I work as a weekend door schlub at a bar near a fancy college, which means every year I spend the Saturday before Halloween reminding the world's smartest morons that their masks do not make them invisible so they still need to follow the standard rules regarding where to pee and whom to touch. And yes, cash only, even though you have a furry purple cape (we get a lot of King Fridays).
But even though my personal circumstances preclude me from getting fully into the holiday spirit, I try not to project negativity toward any reasonable adult looking for an excuse to wear weird tights and eat little candy bars whilst drinking. With this in mind, I headed down to the liquor store to take a quick survey of the spookiest options available for the Halloween drinker determined to spare the wallet and spoil the liver on a wide array of terrifying boozes.
DeKuyper Island Blue Pucker Sweet and Sour Schnapps
There aren't supposed to be blue foods. Even Frito-Lay knows this, which is why the blue Doritos are actually orange. But I guess you can't question nature's bounty, so if the combination of pineapple, kiwi, lime, and orange depicted on the label somehow produces a 30-proof imitation liqueur that looks like windshield washer fluid and tastes like green Hi-C with vanilla frosting backwash, so be it. It's not harsh or painful and there is actually a tiny bit of balance between the sweet and the sour, so I guess a half-pint of Blue Pucker isn't the worst possible way to spend 99 cents.
Oh look, the worst possible way to spend 99 cents! This nip comes to us from the heartless bastards at Polynesian Products of Louisville, Kentucky, and though I must give it due credit for packing a 99-proof punch, I am also compelled to report that it tastes like someone floated a moldy banana muffin in a puddle of garbage juice, spit the last swig of a Keystone Light into it, and set it on fire.
Parrot Bay Frozen Mango Daiquiri
This is much better than I expected it to be, but still nowhere near worth the hassle. How much hassle is it to freeze a 10-ounce foil pouch of booze the color of a troubled tween's nail polish? Not much hassle at all, but for $2.49 and a measly 5% alcohol, I want an attached straw and perforated straw-hole, and this juice box delivers neither. You have to squeeze it out into a glass, which seems lacking in both dignity and festivity.
Margaritaville Spiked Tea
This is terrifying simply on account of being the 5.5% ABV alcopop hatechild of Jimmy Buffet and Anheuser-Busch. Would you be shocked to find out that it's very, very bland? This is what your least interesting aunt drinks on vacation. But, snidery aside, it's not awful, if for no other reason than it lacks the character necessary to truly offend the palate. It tastes like crappy canned iced tea, with no evidence of alcohol or ambition, but it'll do if you ever find yourself stuck on the world's lamest boat.

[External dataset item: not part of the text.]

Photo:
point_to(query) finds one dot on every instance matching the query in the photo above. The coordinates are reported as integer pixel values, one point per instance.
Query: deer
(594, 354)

Buffalo Bill's Strawberry Blonde Ale with Ginger
Sight unsipped, this one actually has a lot going for it. I like strawberries and ale and ginger, the buffalo is a regal beast of burger, and my dad was named Bill. This only qualified for the spooky list by virtue of the price: $3.99 a sixer at a store where the PBR goes for $5.99. (I assume this is a special past-season liquidation price.) It turns out this is a pretty fair fruit beer. It tastes mostly like you'd expect, strawberries and ginger, though I wasn't anticipating the quick blast of cheese on the back end. But to be fair: It costs significantly less than Pabst, and who doesn't like cheese?
Smirnoff Ice Green Apple Bite
I do believe this was my first sip of Smirnoff Ice. A very friendly bartender tried to shame me into drinking a bottle the day after my wedding, but I had no interest in drinking it or in testing the "This is grounds for an annulment" look in Emily's eyes, so I passed. But with the witching season upon us I figured I was obligated to confront my fears, and lo and behold it's not so bad, as these malternative numbers go. There's a little bit of sour apple on top of the sweet cheap cider taste, and I could probably finish the bottle if I set my mind to it.
My uncle Pete is a Busch man and a good man, but other than that I have no positive associations with this low-end A-B afterthought, and neither does anyone else. It's good to know there is a sustainable mass of people who revere Uncle Pete enough to keep this slop on the market, but it's not good to know that there are 36 more ounces of it festering in my fridge. Busch tastes like someone took all the sunshine and love out of a Bud Light.
Cortijo Rosado 2010
Like the strawberry buffalo juice above, this Spanish rosé hit the list due to off-season pricing: 99 cents for a 750 mL bottle of wine at my local shop. Glass bottle, even, with a real cork. And 2010's not that old, right? Depends where it's been, I guess. This 50-50 blend of tempranillo and garnacha had the potential to be the official holiday wine of the Gordon household, just as long as it didn't taste like, say, 25-year-old grocery store olive oil that you lost the cap to so for the last 11 years it's been sealed with a greasy sheet of toilet paper and a rubber band. Oh well.